Beispiel Stromrechnung: Jedes Jahr erhält der Kunde von seinem Stromlieferanten eine Rechnung. Er reißt das Kuvert auf und versucht herauszufinden, was er nachbezahlen muss. Bekommt er eine Gutschrift, freut in das umso mehr. Warum also die Abschläge nicht gleich so kalkulieren, dass im Normalfall am Jahresende immer eine Gutschrift rausspringt? Dann will er wissen, warum er so viel bezahlen muss: Was hat er verbraucht? War das mehr oder weniger als in den vorigen Jahren? Was kostet die Kilowattstunde?
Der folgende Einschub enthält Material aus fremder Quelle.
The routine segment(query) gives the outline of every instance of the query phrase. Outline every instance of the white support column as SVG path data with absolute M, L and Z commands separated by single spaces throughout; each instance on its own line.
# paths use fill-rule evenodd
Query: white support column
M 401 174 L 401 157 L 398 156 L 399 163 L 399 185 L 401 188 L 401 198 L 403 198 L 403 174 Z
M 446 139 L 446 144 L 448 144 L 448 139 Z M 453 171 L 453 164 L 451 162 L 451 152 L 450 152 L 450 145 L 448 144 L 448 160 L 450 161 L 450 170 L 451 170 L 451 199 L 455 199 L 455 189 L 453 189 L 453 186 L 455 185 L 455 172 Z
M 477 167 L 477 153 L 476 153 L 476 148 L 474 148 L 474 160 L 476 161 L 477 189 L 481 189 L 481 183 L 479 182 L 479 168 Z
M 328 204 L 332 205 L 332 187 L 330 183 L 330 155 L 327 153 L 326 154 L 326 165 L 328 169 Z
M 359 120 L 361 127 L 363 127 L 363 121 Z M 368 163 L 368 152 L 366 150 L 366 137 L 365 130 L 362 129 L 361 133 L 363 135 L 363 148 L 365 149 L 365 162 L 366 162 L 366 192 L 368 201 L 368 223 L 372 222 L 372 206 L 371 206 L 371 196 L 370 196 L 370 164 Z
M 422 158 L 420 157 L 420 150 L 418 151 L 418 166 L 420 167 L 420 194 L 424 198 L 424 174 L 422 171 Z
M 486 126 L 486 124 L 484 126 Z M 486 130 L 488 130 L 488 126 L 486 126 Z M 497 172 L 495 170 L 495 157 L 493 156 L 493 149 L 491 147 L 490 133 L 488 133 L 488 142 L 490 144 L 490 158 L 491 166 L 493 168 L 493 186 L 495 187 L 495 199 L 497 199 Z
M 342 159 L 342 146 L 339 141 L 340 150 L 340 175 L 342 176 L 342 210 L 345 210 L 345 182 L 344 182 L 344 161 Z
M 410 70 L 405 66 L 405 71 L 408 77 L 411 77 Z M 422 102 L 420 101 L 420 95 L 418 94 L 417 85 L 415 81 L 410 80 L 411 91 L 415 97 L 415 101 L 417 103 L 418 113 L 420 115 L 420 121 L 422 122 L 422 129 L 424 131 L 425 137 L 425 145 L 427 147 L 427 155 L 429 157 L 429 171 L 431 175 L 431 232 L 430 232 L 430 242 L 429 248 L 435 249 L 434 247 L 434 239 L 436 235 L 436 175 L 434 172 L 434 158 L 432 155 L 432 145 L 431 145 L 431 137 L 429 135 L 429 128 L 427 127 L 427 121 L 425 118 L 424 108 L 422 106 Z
Was sind die Grundgebühren? Was hat sich hier im Laufe des Jahres verändert? Zentrale Frage ist: Wo lässt sich das in der Rechnung in all den Tabellen und Zahlen erkennen? Am Ende heftet der ordentliche Kunde seine Rechnung ab (ist sie schon gelocht?) und merkt sich sein Erlebnis und seine Erfahrung mit diesem Anbieterkontakt.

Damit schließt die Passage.